Abstract

Press and Teukolsky famously introduced the concept of a black hole bomb system: a scalar field scattering a Kerr black hole confined inside a mirror undergoes superradiant amplification that keeps repeating due to the reflecting boundary conditions at the mirror. A similar charged black hole bomb system exists if we have a charged scalar field propagating in a Reissner–Nordström black hole confined inside a box. We point out that scalar fields propagating in such a background are unstable not only to superradiance but also to a mechanism known as the near-horizon scalar condensation instability. The two instabilities are typically entangled but we identify regimes in the phase space where one of them is suppressed but the other is present, and vice-versa (we do this explicitly for the charged but non-rotating black hole bomb). These ‘corners’ in the phase space, together with a numerical study of the instabilities allow us to identify accurately the onset of the instabilities.

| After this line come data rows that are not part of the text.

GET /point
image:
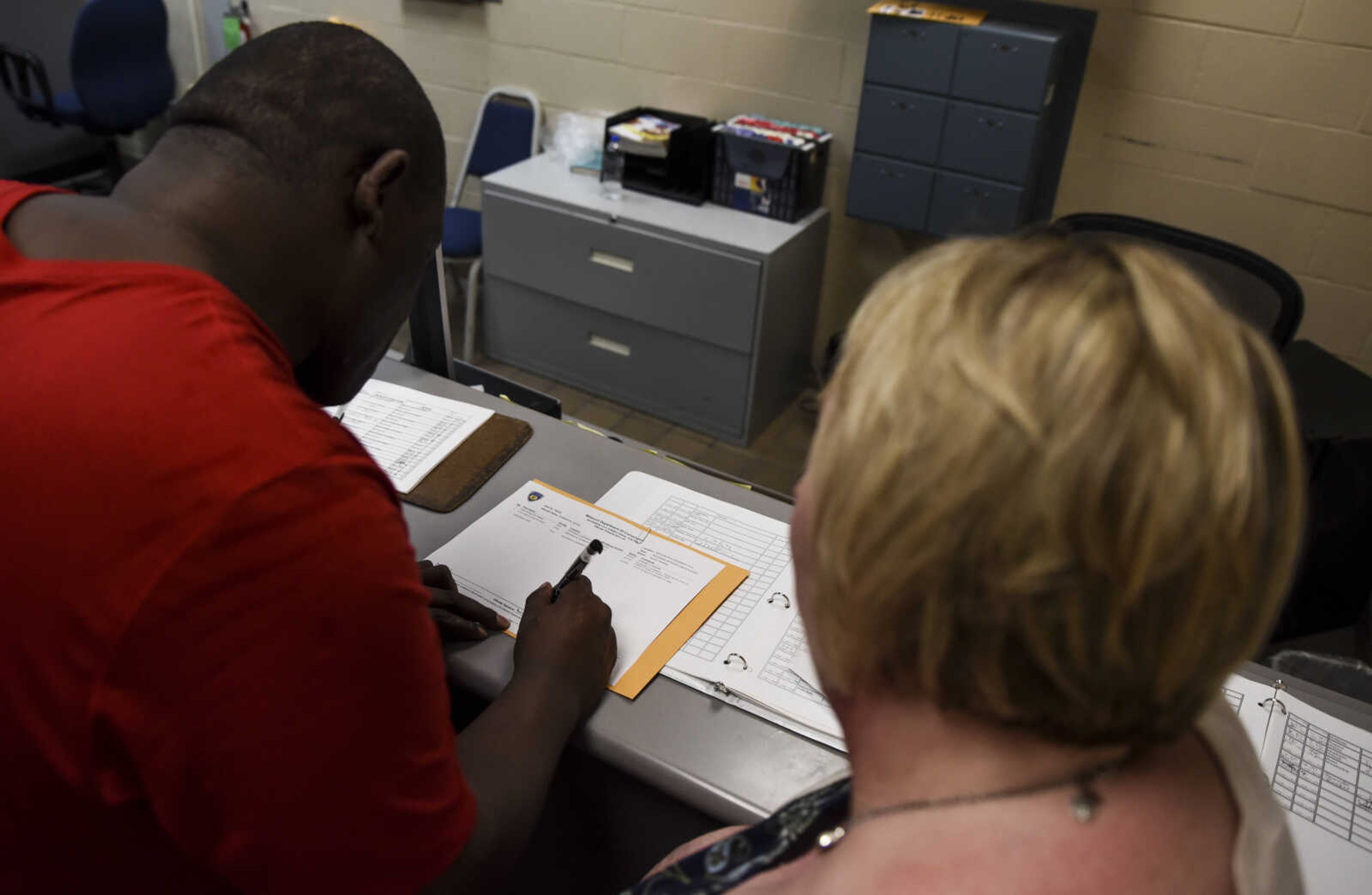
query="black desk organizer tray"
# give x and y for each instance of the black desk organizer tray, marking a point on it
(685, 175)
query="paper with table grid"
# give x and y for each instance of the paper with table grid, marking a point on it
(1321, 772)
(408, 432)
(748, 650)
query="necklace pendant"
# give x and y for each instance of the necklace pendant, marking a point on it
(831, 838)
(1084, 805)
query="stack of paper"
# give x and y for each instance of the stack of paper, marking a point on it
(645, 135)
(659, 590)
(752, 653)
(1321, 769)
(774, 131)
(408, 432)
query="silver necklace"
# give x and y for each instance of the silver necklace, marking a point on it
(1084, 804)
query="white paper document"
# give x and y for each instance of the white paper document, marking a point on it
(748, 651)
(408, 432)
(1321, 771)
(536, 534)
(1322, 774)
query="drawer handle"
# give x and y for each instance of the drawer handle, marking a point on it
(618, 262)
(610, 345)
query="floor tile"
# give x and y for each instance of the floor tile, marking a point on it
(601, 414)
(684, 443)
(730, 460)
(777, 476)
(573, 399)
(643, 428)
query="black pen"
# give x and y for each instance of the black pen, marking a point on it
(578, 566)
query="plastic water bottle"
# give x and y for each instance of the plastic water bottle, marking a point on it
(612, 170)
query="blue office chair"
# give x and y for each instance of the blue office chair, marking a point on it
(506, 132)
(121, 73)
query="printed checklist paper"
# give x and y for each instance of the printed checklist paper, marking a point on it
(408, 432)
(1321, 772)
(660, 591)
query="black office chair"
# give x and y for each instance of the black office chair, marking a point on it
(1248, 284)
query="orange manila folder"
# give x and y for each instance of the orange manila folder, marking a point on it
(660, 591)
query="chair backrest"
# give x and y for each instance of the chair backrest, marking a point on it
(1248, 284)
(120, 64)
(506, 132)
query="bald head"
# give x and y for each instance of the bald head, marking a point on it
(307, 169)
(315, 103)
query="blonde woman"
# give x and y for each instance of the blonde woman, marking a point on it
(1053, 501)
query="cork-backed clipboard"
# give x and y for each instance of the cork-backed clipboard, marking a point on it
(470, 465)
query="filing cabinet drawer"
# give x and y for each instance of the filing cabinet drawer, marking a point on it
(911, 54)
(900, 124)
(990, 142)
(1006, 65)
(890, 192)
(678, 379)
(970, 205)
(645, 278)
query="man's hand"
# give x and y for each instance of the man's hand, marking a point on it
(457, 617)
(567, 643)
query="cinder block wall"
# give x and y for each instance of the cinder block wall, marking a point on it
(1248, 120)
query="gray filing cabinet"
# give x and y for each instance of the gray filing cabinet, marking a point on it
(962, 129)
(703, 316)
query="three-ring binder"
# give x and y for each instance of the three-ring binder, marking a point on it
(1272, 702)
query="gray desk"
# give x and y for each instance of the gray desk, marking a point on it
(710, 756)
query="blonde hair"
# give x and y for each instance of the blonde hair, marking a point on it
(1054, 486)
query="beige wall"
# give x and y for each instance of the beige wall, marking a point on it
(1248, 120)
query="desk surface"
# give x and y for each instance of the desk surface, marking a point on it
(711, 756)
(547, 177)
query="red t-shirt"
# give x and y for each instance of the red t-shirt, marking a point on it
(217, 668)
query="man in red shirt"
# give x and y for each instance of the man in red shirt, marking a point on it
(217, 665)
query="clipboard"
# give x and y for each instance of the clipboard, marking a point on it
(681, 630)
(471, 464)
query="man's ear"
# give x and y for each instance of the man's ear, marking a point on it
(378, 187)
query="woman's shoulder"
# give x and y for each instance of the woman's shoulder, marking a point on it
(1264, 854)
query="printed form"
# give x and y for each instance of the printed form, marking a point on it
(659, 590)
(752, 653)
(1322, 774)
(408, 432)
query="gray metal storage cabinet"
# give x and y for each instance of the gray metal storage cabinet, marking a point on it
(702, 316)
(964, 129)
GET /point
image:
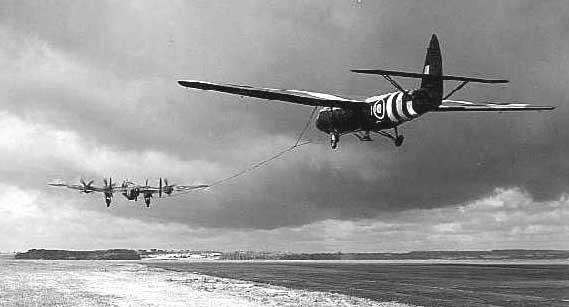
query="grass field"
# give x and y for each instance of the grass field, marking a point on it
(130, 283)
(421, 284)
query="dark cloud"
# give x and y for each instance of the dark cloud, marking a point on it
(107, 71)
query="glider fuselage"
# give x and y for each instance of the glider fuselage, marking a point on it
(383, 112)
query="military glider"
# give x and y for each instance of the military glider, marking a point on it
(340, 116)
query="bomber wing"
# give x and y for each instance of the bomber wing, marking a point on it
(190, 187)
(294, 96)
(458, 105)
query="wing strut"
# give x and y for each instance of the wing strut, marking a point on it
(456, 89)
(394, 83)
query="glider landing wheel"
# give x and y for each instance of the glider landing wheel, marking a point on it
(399, 140)
(334, 139)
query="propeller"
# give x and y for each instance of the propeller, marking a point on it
(86, 185)
(168, 189)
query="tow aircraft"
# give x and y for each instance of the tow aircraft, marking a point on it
(132, 190)
(128, 189)
(87, 187)
(339, 116)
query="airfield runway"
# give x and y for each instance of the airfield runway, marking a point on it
(177, 283)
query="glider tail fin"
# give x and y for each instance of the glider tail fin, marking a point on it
(433, 66)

Our results should thus be useful to make educated choices of initial data for the Cauchy problem that follows the time evolution and endpoint of the instabilities. Finally, we use a simple thermodynamic model (that makes no use of the equations of motion) to find the leading order thermodynamic properties of hairy black holes and solitons that should exist as a consequence (and that should be the endpoint) of these instabilities. To find the properties of these hairy solutions at higher order in perturbation theory, the Einstein–Maxwell-scalar equations of motion would have to be solved.